Marking X chromosomes
The authors created two types of mice, which each had an extra inserted gene on the X chromosome. One type had a gene that encodes a red fluorescent protein called tdTomato. The other mice had a gene for the green fluorescent protein, or GFP, which was originally discovered in jellyfish. They then mated these two mice together and used the female offspring that had one X with tdTomato (Xt) and one X with GFP (XG). If the “red” chromosome is inactivated, then only GFP will be expressed and this cell will look green, as will all of its daughter cells. This way they can look at the heterogeneity of X chromosome expression in different parts of the body.
Overall, the mice came in all different amounts of red and green. For instance one mouse might be nearly all green while its sibling is all red, again indicating that X inactivation is a random process. In the mice that had both red and green, it was interesting to see the different patterns in the body. For instance, in the intestine, cells of the same color were found in columns. That’s because the cells in the column originate from one single stem cell, so they should all contain the same active X chromosome.
|X inactivation appears in columns in intestinal tissue, because cells from a single stem cell migrate together
Another interesting finding was that skeletal muscle cells expressed both red and green fluorescent proteins. This would seem to indicate that there is no X inactivation in muscle, but this is not the case. Skeletal muscles are actually formed by muscle progenitor cells (myoblasts) that fuse together, creating cells with multiple nuclei and copies of the genome. If a cell with an active “green” X chromosome and a cell with an active “red” chromosome fuse together, then the muscle will express both proteins. This only works for skeletal muscle; cardiac muscle in the heart does not develop by cell fusion, so these muscle cells are either red or green. This is a great demonstration of the differences in muscle development.

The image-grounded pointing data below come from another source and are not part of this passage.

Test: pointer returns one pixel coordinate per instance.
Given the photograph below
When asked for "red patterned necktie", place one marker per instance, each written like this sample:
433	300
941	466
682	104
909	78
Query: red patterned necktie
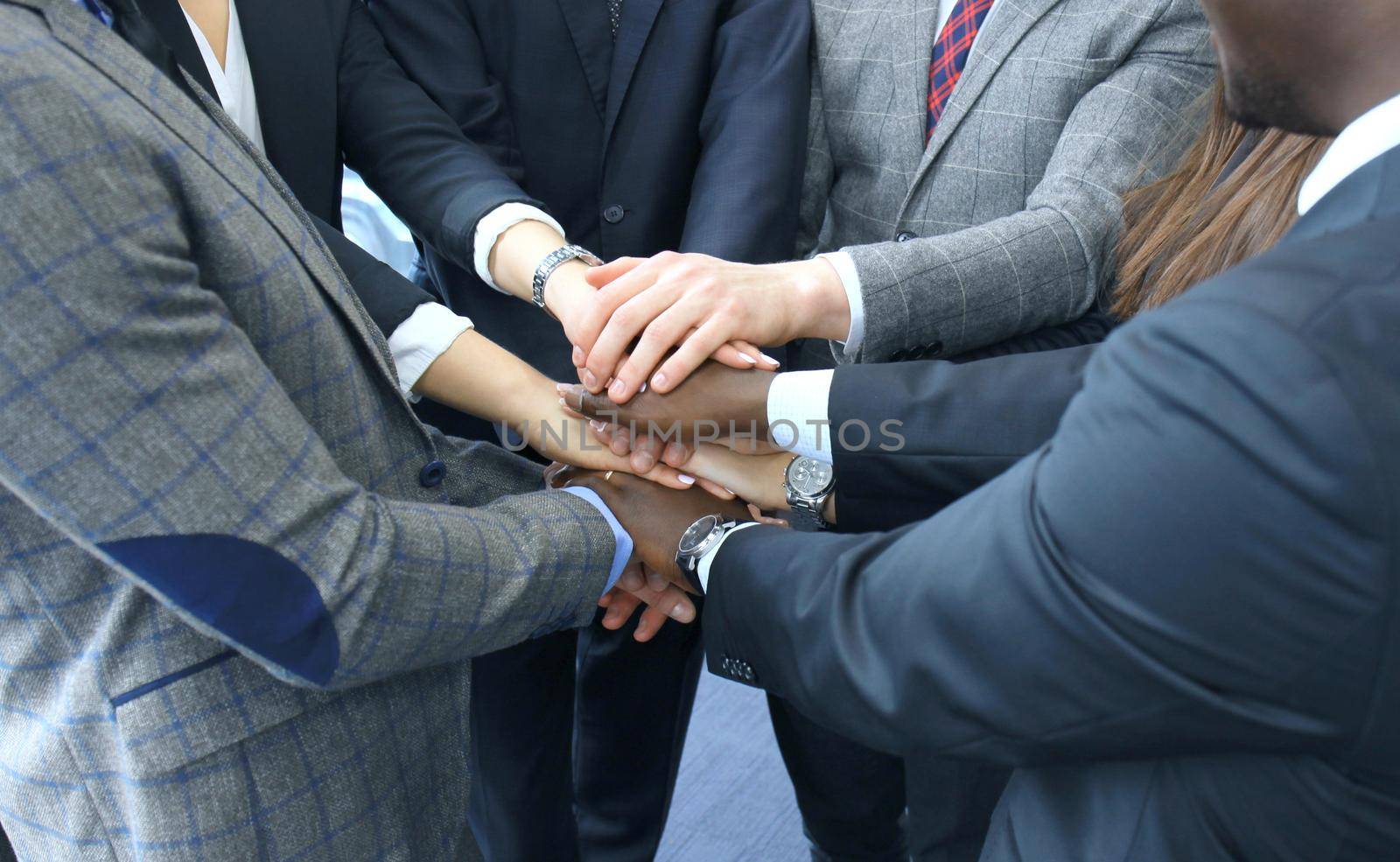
951	55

|Skeletal muscle cells express both X chromosomes, because they are formed via cell fusion
They also noticed clear differences between the left and right side of the body, like in the tongue, retinas and brain. This indicates that progenitor cells stay segregated to either the left or right side during development. In other words, there is not a lot of migration between the two sides of the body, where a cell on the right side would make cells for the left side of the body, and vice versa.
The mosaic brain
The main focus of this paper is on the heterogeneity in the nervous system. They looked at two different cell types in the brain: excitatory pyramidal cells and inhibitory interneurons. These two types of neurons develop from different areas of the embryonic brain. They found that inhibitory interneurons were highly mixed. When they quantified the fraction of red inhibitory cells in two different parts of the brain, the values were very similar. On the other hand, when looking at excitatory neurons, there was a lot of variability of which X chromosome was inactivated, across different parts of the brain and in different animals. If there was an X-linked gene that affected excitatory neuron function, then the effects on neuronal circuits would be different for different regions of the brain in an individual. The authors suggest that this could actually be a good thing, because it would allow females with different genetic variants to respond to a range of stimuli, increasing the dynamic range.
So there are bad aspects of X chromosome inactivation, like the expression of X-linked diseases, but there are also some good points, like increased functional diversity of neurons. The authors suggest that X inactivation “may represent one of the more significant mechanisms by which individual differences in central nervous system function are generated.” It is crazy to think that random inactivation of a chromosome in the early embryo might give us our future individual personalities.